Conditional Dispositions

Conditional Dispositions

Most conditional dispositions involve probation, which is the most frequently imposed sanction. Youth are placed on probation and required to comply with certain conditions for a specified period lasting from several months to a couple of years. The nature of the conditions to be fulfilled depends on the specific needs of the offender and the offense committed. If youth have alcohol or drug dependencies, they may be required to undergo individual or group counseling and some type of therapy to cope with substance abuse (McMorris et al., 2007). Juvenile court judges impose probation as a disposition more than any other sanction (Puzzanchera, Adams, and Sickmund, 2010).

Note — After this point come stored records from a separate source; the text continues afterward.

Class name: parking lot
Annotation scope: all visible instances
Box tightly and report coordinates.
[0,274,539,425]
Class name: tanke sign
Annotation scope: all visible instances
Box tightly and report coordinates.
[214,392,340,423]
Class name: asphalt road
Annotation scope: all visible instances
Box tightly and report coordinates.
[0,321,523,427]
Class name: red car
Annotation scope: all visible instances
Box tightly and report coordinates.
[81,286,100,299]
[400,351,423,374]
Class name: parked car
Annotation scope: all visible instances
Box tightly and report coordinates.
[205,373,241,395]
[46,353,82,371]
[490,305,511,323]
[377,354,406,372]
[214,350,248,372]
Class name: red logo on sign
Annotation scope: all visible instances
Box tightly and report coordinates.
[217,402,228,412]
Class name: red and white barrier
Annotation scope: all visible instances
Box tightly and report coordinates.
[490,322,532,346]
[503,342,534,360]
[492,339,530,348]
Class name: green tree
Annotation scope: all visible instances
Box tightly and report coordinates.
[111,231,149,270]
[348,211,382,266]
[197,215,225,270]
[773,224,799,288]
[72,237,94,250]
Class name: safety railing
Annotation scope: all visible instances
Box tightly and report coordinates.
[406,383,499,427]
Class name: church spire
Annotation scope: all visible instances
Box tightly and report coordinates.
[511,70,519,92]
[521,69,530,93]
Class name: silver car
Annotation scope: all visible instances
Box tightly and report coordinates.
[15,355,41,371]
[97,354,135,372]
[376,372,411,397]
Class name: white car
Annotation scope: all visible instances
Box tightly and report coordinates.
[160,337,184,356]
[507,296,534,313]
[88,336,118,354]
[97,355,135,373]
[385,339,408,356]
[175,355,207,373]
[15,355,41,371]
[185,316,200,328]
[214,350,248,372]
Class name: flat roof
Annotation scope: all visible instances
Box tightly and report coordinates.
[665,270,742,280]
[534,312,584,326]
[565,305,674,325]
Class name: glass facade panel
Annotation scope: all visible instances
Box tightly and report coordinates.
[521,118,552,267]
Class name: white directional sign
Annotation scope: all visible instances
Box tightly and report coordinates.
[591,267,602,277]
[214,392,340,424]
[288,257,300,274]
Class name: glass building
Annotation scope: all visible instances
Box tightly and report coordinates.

Property offenders may be required to make restitution to victims or to compensate the court in some way for the damage they have caused (Jarjoura et al., 2008). In a growing number of jurisdictions, restorative justice is practiced, in which offenders and their victims are brought together for the purpose of mediation. Youth learn to accept responsibility for what they have done, and their accountability is heightened (Swanson, 2005). Many jurisdictions have gravitated toward a more balanced approach in sanctioning youth, where the emphasis is upon restorative and victim-centered justice. The aim of balanced and restorative justice is to (1) promote public safety and the protection of the community, (2) heighten accountability of youth toward victims and the community for offenses committed, and (3) increase competency and improve character development to assist youth in becoming responsible and productive members of society (Champion and Mays, 1991).
Offenders with behavioral disorders may require more intensive supervision while on probation (Abatiello, 2005). Those considered to be high risks for recidivism may be required to undergo electronic monitoring and house arrest as part of their supervision by juvenile probation officers. These and similar strategies are part of the growing area of community corrections and intermediate punishments, in which greater emphasis is placed upon community reintegration and rehabilitation (Rivers, 2005). During the 1990s, a gradual intensification of punishments for juveniles, including probation dispositions, occurred (Wilkerson, 2005). This emphasis on punishment is a reflection of state legislatures’ tougher stance toward juveniles.
The terms and conditions of the disposition are outlined by the judge and probation staff. Obeying the law, attending school, maintaining employment, reporting to the probation officer, attending vocational training or education courses, appearing at subsequent court hearings, avoiding the use of drugs and alcohol, and refraining from possessing dangerous weapons are standard probation conditions. Furthermore, the judge may include other conditions, such as mandatory counseling or therapy, depending upon the particular needs exhibited by the offender.
In terms of formal dispositions for delinquent youth, judges use probation most often for property offenses. In 2007, 35 percent of youth who were adjudicated delinquent for a property offense were placed on probation. However, from 1985 to 2007, the use of probation actually increased for the three other delinquent offense categories (person offenses, drug offenses, and public order offenses), and it decreased for property offenses (Puzzanchera, Adams, and Sickmund, 2010).